ASEANで存在感狙う=石破首相、経済・安保で連携強化

【クアラルンプール時事】石破茂首相は9日(日本時間同)、東南アジア諸国連合(ASEAN)加盟国のマレーシアを訪れた。インドネシアも訪問し、経済成長が見込まれるASEANとの関係強化を目指す。東・南シナ海で覇権主義的な動きを強める中国を念頭に安全保障分野でも連携を進め、日本の存在感を高める狙いがある。
出発に先立ち、首相は記者団に「不確実性を増す国際社会にあって、東南アジアとの関係を今まで以上に大事にしたい」と強調。「この地域でどのような安全保障の枠組みをつくっていけるか。

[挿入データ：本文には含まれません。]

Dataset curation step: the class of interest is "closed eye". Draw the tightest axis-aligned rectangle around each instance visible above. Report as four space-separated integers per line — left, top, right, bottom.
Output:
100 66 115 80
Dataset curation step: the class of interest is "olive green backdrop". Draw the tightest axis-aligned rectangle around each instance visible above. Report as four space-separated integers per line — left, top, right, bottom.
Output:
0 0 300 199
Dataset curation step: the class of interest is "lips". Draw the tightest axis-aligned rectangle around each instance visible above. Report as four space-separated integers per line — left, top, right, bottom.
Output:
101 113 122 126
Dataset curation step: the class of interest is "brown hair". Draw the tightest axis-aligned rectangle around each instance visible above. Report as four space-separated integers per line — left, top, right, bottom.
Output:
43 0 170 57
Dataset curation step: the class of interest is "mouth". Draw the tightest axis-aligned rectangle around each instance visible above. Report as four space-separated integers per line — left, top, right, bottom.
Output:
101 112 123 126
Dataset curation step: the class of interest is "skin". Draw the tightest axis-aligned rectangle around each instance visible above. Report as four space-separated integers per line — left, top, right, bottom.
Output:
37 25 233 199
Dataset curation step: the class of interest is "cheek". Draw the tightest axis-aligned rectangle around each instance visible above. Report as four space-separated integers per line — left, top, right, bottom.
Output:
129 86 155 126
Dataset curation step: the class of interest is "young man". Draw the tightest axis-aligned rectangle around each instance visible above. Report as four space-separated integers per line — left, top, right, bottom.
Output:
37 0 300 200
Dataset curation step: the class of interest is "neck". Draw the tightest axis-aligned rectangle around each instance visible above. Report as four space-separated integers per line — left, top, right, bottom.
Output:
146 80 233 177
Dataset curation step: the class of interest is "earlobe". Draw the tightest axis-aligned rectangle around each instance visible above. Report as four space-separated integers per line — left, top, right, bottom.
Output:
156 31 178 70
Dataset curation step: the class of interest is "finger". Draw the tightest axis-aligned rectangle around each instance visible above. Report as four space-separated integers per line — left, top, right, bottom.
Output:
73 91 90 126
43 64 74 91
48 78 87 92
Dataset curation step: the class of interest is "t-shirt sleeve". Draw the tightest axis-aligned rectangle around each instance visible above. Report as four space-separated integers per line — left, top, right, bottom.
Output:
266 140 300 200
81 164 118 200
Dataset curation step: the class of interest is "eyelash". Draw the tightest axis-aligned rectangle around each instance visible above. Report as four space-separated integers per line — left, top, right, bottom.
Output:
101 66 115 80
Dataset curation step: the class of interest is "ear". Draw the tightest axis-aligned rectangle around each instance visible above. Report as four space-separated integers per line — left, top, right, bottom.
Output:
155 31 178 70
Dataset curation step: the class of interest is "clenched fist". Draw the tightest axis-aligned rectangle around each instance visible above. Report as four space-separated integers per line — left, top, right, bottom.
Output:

信頼関係の醸成が極めて大事だ」と語った。
マレーシアは今年のASEAN議長国で、インドネシアは20カ国・地域(G20)のメンバーでもある大国。首相が国際会議の出席以外で外国を訪れるのは就任後初めて。第2次安倍、菅、岸田各政権も国際会議を除いた初の訪問先にASEANを選んでいた。
首相は10日にマレーシアのアンワル首相と会談する。同国は南シナ海で中国と領有権を争っており、「法の支配」が重要だとの認識を共有したい考え。同志国軍を支援する「政府安全保障能力強化支援(OSA)」などを通じ、海洋安保分野での協力をさらに進める方針だ。
ただ、マレーシア、インドネシアはともに「全方位外交」を掲げ、経済面を中心に中国との結び付きも重視している。インドネシアは今月、中国やロシアなどで構成する新興国グループ「BRICS」に加盟。マレーシアも加入の意向を表明している。
外務省幹部は「この地域との関係は国益に直結する」と指摘。首相は今回の訪問で、安保や経済などの協力を通じて関係強化を図れるかどうかが焦点となる。
日本政府は、20日に就任する米国のトランプ次期大統領の動向を注視する。第1次トランプ政権時は、ASEAN関連の首脳会議を欠席するなど東南アジア外交を軽視。この間に中国がASEAN諸国への外交攻勢を強めたからだ。
東南アジアはもともと米中とバランスを取り、中立を志向してきた。今後米中対立の激化が予想される中、政府関係者は「日本のASEANへの関与を示し、お互いの利益を実現する環境をつくるいいタイミングだ」と強調した。